Replies to post #180759 on Anavex Life Sciences Corp (AVXL)

[georgejjl]

The ANAVEX 2-73 trials are proceeding as planned

ANAVEX®2-73 Program Update:

Since enrollment started on October 30, 2018 for the Phase 2 ANAVEX®2-73 Parkinson’s disease dementia (PDD) study[1], over one-third of the total patient enrollment target has been achieved to date.

Enrollment for the Phase 2b/3 ANAVEX®2-73 Alzheimer’s disease (AD) study[2] is proceeding as planned with over 80 patients screened to date.

Successfully submitted Phase 2 ANAVEX®2-73 Rett syndrome (RTT) study[3] to respective United States Institutional Review Boards (IRB) of the first three clinical trial sites.

https://www.anavex.com/anavex-life-sciences-reports-fiscal-2019-first-quarter-financial-results-and-provides-clinical-study-updates/

Good luck and GOD bless,

[BAR123]

George where did you get the updated pipeline chart. When I open up the chart on their website it is the older one. Thanks.

[Investor2014]

Indeed from the 10-Q! The pipeline arrow for FTD using A3-71 is now shaded into Phase 1, which it was not in the October 2018 pipeline chart.

The 10-Q states "approximately $0.9 million was spent on preclinical development activities for ANAVEX®2-73 and ANAVEX®3-71.". I expect that news of the A3-71 P1 trial in FTD will be out soon, an indication for which Anavex have Orphan Drug Designation too. Missling eluded to new indications during 2019 in the December CC.

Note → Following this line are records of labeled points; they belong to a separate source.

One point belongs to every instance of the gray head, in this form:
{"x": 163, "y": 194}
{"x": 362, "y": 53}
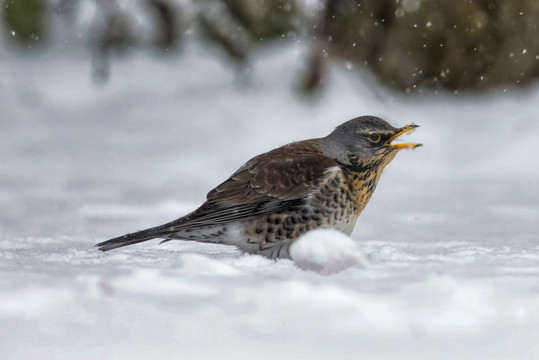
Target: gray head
{"x": 365, "y": 140}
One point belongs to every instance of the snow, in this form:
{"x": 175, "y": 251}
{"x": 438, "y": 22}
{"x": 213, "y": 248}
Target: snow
{"x": 450, "y": 236}
{"x": 326, "y": 251}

"Also, included are non-recurring costs of approximately $1.0 million associated with large-scale manufacturing of ANAVEX®2-73 in quantities reserved for potential future commercial use. As the Company has previously produced sufficient batches of ANAVEX®2-73 for existing clinical studies, it is not expected that the Company will be required to incur additional significant manufacturing costs throughout the remainder of fiscal 2019."

I am not sure how much we should read into the quantities for future commercial use. PDD could perhaps achieve accelerated approval in Europe on clear positive results in the P2 study.

Under the PRIME scheme launched in March 2016, it is now possible for applicants to receive confirmation during the clinical development phase that their medicine might potentially be eligible for accelerated assessment.

Accelerated assessment

Missling's answer regarding the analyst question on the PDD rate of enrollment seemed to me to point to rapid completion of enrollment given we are already at over 33% starting from only a few initial trial sites and have had a full house of 20 active sites since early January. Probably June/July.

Also Missling said to expect further detail at the Bio Investor Conference 11th Feb - the sort of place where the upper echelon of bio-checkers can no doubt be found. My guess announcement of P1 trial with A3-71 in FTD and some detail around ongoing trials.

[Bourbon_on_my_cornflakes]

I would expect Fragile X, Angelmans and infatile spasms trials go directly to P2?